Very nice writeup on pioglitazone, though notably lacking in one of the biggest concerns: increased incidence of bladder cancer, which is strongly correlated both dose and time dependent. I too have explored pioglitazone (Work In Progress) in this thread:
I also think it’s pretty important to look at combining use of pioglitazone and other drugs. Statins, which you mention, but also telmisartan which has several possible synergies while possibly alleviating some of the undesirable side effects, such as weight gain. Also, SGLT2i, such as empagliflozin which might reduce edema and perhaps lower the HF danger.
As always, healthy aging and life prolongation is complex and unlikely for any single drug to have optimal effectiveness alone. Instead, carefully calibrated polypharmacy is called for, adjusted depending on one’s particular phenotype.
Atm, I’m doing lipid lowering therapy (pitavastatin, bempedoic acid, ezetimibe), glucose control (empagliflozin), BP control (telmisartan), and soon low dose (7.5mg/day) pioglitazone. Epicatechin I’m hoping to cover through dietary sources, daily cacao and green tea. And of course, rapamycin - 6mg/1-week. To the degree that I could, I’ve explored the possible interactions of these various molecules, but naturally, it’s a continuing and never ceasing work in progress (WIP).
I’ve been on Rosuvastatin (2.5mg), Lisinopril 10mg, Aspirin 80mg. Added ezetimibe on and off (still trying to get used to it). Pio 7.5mg is great but I think I’m getting too much bone marrow supression these days (so I’m not on it).
I wonder about EGCG, also. It has been claimed to inhibit DYRK1A, one of the genes influencing the DREAM Network (so does EGCG result in an increase in DNA repair?), though I’m not sure the same is true of plain epicatechin.
The results from the ITP (Intervention Testing Program) can absolutely be seen as a strong signal that excessive insulin signaling (hyperinsulinemia) is a key accelerator of mammalian aging. This aligns very well with Dr. Ben Bikman’s reasoning and the broader scientific understanding of the insulin/IGF-1 signaling pathway in aging. Insulin levels can be seen as the canary in the coal mine.
ITP, some of us here and biogerontologists know that the Insulin/Insulin-like Growth Factor 1 Signaling pathway is one of the most evolutionarily conserved pathways regulating aging. Reduced signaling in this pathway is strongly associated with increased lifespan and healthspan in species from worms and flies to mice. And some say that, low insulin signals is strongly associated with increased lifespan and healthspan even in long lived humans.

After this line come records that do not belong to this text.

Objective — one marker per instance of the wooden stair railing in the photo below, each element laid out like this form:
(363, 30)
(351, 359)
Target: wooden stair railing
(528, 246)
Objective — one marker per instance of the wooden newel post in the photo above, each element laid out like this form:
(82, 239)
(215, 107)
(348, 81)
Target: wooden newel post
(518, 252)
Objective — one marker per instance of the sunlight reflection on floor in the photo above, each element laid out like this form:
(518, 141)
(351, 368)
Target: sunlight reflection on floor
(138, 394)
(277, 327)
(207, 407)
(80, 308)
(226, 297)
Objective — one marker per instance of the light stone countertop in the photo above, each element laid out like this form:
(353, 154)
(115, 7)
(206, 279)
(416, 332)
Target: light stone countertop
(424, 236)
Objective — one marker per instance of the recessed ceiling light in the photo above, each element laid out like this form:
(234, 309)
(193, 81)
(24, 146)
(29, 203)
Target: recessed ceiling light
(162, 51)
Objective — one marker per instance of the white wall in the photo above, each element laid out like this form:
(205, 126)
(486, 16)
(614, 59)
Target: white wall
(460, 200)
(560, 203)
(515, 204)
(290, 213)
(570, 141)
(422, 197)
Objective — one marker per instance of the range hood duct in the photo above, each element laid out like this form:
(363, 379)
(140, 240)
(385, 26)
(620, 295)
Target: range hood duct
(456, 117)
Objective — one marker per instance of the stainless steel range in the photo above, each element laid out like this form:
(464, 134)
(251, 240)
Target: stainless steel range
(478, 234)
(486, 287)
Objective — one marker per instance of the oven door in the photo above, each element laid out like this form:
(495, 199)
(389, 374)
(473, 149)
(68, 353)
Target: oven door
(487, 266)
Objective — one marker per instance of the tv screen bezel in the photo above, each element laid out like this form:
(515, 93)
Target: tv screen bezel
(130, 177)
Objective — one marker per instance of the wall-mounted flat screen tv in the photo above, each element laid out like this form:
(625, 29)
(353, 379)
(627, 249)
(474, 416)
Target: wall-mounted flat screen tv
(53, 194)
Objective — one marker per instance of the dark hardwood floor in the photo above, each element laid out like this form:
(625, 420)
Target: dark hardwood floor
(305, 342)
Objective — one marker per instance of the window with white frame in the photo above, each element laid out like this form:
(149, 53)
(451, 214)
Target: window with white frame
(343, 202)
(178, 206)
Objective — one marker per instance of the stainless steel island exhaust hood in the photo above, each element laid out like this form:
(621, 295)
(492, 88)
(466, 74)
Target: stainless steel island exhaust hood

Excessive signaling is associated with accelerated aging and age-related diseases.Insulin is Not the Enemy, Hyper-insulinemia Is. Insulin is an essential anabolic hormone. We need it to live. The problem is the chronic, excessive levels. The ITP provides strong correlative signal for this reasoning.
But these drugs (drugs for type 2 diabetes) have other proposed anti-aging effects, like effects on mitochondria, AMPK activation, that may be independent of insulin. Lower insulin likely contributes to these other beneficial effects. High insulin activates besides IGF also mTOR.
Other concentrations will need to be tested, but based on the available evidence, acarbose is the antidiabetic drug with the greatest impact on lifespan in mice and with fewer potentially harmful side effects.”
I have been eagerly awaiting the forskolin results, as I take it as part of my bone building regimen and I wanted reassurance that it isn’t negatively affecting my longevity, as there seem to be no previous experiments where mammals have been fed forskolin for their entire life. I got that reassurance, at least, but looking deeper, it seems they tested it at a relatively low concentration of 8ppm in the chow, which translates to a significantly lower dose than many people take. 8ppm translates to less than 1 mg/kg/day, yes? I take 100 mg/day. They state in the paper, “We note, however, that FSK increased median survival of males by ~ 8%, although this did not reach statistical significance. It is possible that testing FSK at other doses might produce more impressive effects.”
Not at all. These are very different drugs. Pioglitazone is an old drug well known to act through activating PPARgamma. Mitoglitazone does not activate PPARgamma at all (at least not directly and probably not indirectly either to a significant extent). The fact that they both share the glitazone nomenclature can be misleading because it is a reflection of their similar chemical structure rather than of their mechanism of action. Similar chemical structure does not mean similar mechanism of action however.
Yes and no in this case. Pio (and I think the rest of the common glitazones) hits both the mitochondrial target and PPARg. The antidiabetic effect is speculated to come from both sources. Mitoglitazone is a tiny structural modification of Pio that somehow disables the PPAR activity, without being notably more or less active at the mpc, iirc.